Molecularly imprinted electroluminescence switch sensor with a dual recognition effect for determination of ultra-trace levels of cobalt (II)

Abstract

A dual selection/recognition effect is described for cobalt (II) ions (Co²⁺). It is based on bovine serum albumin-metal-Co²⁺ coordination (BSA-Co²⁺) and the use of a molecularly imprinted polymer (MIP). An electrochemiluminescence (ECL) switch sensor was designed for detecting nanomolar levels of Co²⁺. The BSA-Co²⁺ coordination complex was chosen as a template to prepare a MIP modified switch sensor.

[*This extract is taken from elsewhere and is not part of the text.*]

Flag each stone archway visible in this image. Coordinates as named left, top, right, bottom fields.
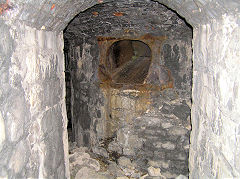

The coordination reaction between BSA and Co²⁺ provides the first step in recognition, and MIP provides the second step for Co²⁺. This leads to a strong improvement in selectivity of the sensor. A multi-walled carbon nanotube/Cu nanoparticles/carbon quantum dots nanocomposite (MWCNT/Cu/C-dots) acts as an ECL device, and the BSA-Co²⁺ complex quenches the ECL signal. Therefore, the elution and resorption of BSA-Co²⁺ can be used as a switch to control ECL. Additionally, a method was established to detect Co²⁺, with the detection limit as low as 3.07 × 10^-10 mol/L. The method was applied to the analysis of spiked environmental water, soil samples, and agricultural products. The recovery rates of the method were in the range of 87.5-111.3%.

Keywords: Bovine serum albumin-metal; Dual selective; Electrochemiluminescence; Molecularly-imprinted; Switch.